Segel is Tom Solomon, a San Francisco chef who -- unlike so many of the half-formed men who populate rom-coms and slob-coms these days -- is ready to put a ring on it shortly after he meets-cute with Violet Barnes (Emily Blunt) at a New Year's Eve party. But then the walk down the aisle gets delayed after she gets a dream-job offer -- in Michigan.
He gives up his burgeoning career for hers and, though he puts on a brave face, it's eating him up inside. Meanwhile, she senses him pulling away and becomes perhaps a little too close to her new boss (Rhys Ifans) -- something that leads to a foot chase through the snowy streets of Ann Arbor that's one of the film's highlights.
How Tom and Violet emotionally find their way back to each other is at the heart of The Five-Year Engagement, and there's certainly no surprise at how things turn out.

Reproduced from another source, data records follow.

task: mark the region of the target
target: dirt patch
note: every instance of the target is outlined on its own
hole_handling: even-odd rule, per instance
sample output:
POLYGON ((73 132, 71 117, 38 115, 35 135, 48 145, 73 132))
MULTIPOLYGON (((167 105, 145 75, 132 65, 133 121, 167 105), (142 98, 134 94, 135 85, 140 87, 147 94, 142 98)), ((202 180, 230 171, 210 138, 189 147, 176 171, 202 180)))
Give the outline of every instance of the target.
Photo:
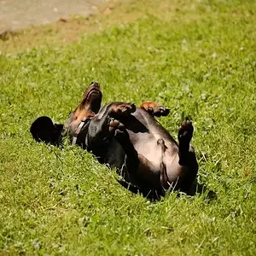
MULTIPOLYGON (((96 12, 86 16, 61 16, 57 21, 50 24, 29 26, 15 32, 5 31, 0 35, 0 52, 23 51, 34 47, 72 43, 83 34, 96 33, 115 24, 136 20, 143 15, 154 15, 157 19, 170 20, 179 15, 183 9, 183 4, 177 2, 178 0, 105 0, 103 3, 102 0, 102 4, 95 7, 96 12)), ((189 7, 188 4, 184 6, 186 9, 189 7)), ((193 18, 193 11, 191 15, 188 14, 188 10, 186 12, 186 19, 189 20, 193 18)))

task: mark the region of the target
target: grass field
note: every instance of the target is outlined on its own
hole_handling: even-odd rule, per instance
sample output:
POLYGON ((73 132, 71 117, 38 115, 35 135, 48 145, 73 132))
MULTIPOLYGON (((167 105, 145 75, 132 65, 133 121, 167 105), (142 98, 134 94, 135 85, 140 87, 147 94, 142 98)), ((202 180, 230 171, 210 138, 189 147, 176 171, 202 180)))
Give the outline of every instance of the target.
POLYGON ((0 254, 255 255, 255 26, 253 0, 142 0, 0 41, 0 254), (34 142, 32 122, 63 123, 90 81, 105 103, 169 107, 174 137, 191 117, 216 199, 150 203, 90 154, 34 142))

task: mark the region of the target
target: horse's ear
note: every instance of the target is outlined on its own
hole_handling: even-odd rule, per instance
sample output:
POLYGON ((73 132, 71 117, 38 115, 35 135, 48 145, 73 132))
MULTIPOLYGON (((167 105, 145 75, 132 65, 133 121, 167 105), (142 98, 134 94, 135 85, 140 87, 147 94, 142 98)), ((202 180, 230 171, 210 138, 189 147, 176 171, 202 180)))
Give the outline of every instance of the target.
POLYGON ((37 142, 59 145, 62 128, 63 125, 54 124, 50 118, 41 116, 32 124, 30 132, 37 142))

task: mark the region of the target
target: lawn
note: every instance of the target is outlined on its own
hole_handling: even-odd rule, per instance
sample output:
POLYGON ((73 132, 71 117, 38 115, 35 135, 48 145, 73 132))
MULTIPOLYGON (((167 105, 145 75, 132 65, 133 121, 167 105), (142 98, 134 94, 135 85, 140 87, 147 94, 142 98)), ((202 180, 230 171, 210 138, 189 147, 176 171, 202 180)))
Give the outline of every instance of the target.
POLYGON ((0 41, 0 254, 255 255, 255 26, 253 0, 140 0, 0 41), (65 122, 90 81, 104 103, 170 108, 175 138, 189 116, 216 198, 149 202, 90 153, 34 142, 32 122, 65 122))

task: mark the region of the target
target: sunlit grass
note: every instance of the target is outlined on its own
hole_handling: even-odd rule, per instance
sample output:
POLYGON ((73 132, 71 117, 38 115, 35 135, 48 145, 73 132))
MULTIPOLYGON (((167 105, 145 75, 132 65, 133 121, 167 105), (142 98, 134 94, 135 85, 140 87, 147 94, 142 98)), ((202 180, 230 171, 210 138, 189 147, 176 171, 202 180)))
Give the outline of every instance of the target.
POLYGON ((99 18, 107 28, 77 42, 0 55, 3 253, 255 254, 255 2, 147 3, 120 7, 139 14, 125 22, 99 18), (33 142, 31 123, 65 122, 93 80, 104 103, 170 108, 160 122, 174 137, 190 116, 199 180, 217 199, 149 203, 82 149, 33 142))

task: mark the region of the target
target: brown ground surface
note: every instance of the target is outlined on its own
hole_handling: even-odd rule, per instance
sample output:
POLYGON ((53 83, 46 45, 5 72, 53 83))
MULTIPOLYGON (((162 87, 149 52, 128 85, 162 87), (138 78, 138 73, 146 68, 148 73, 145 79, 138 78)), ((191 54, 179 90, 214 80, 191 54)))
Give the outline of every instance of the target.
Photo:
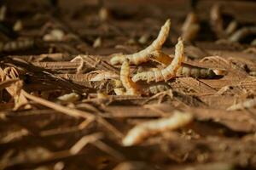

What makes the film work is the chemistry between Segel and Blunt. Segel may not be ripped like Channing Tatum but he is completely relatable, and Blunt possesses a sense of vulnerability that eludes many of her female romantic-comedy contemporaries. (Paging Katherine Heigl.)
Chris Pratt ( Parks and Recreation), as Tom's goofy best friend, does a good job as a junior Paul Rudd. But Oscar-nominated Australian actress Jacki Weaver doesn't get much to do as Violet's mom.
At just over two hours, The Five-Year Engagement is too long and only occasionally comes to full comedic boil.
Judd Apatow co-produced, but the film doesn't go for the big, raunchy laughs in the same way that some of his projects -- like Bridesmaids or Superbad -- did. But that's not necessarily a bad thing, as there's a tenderness at the heart of The Five-Year Engagement that's hard to resist.
By the end of it, you just want to see Tom and Violet -- and, by extension, Stoller and Segel -- make their relationship work.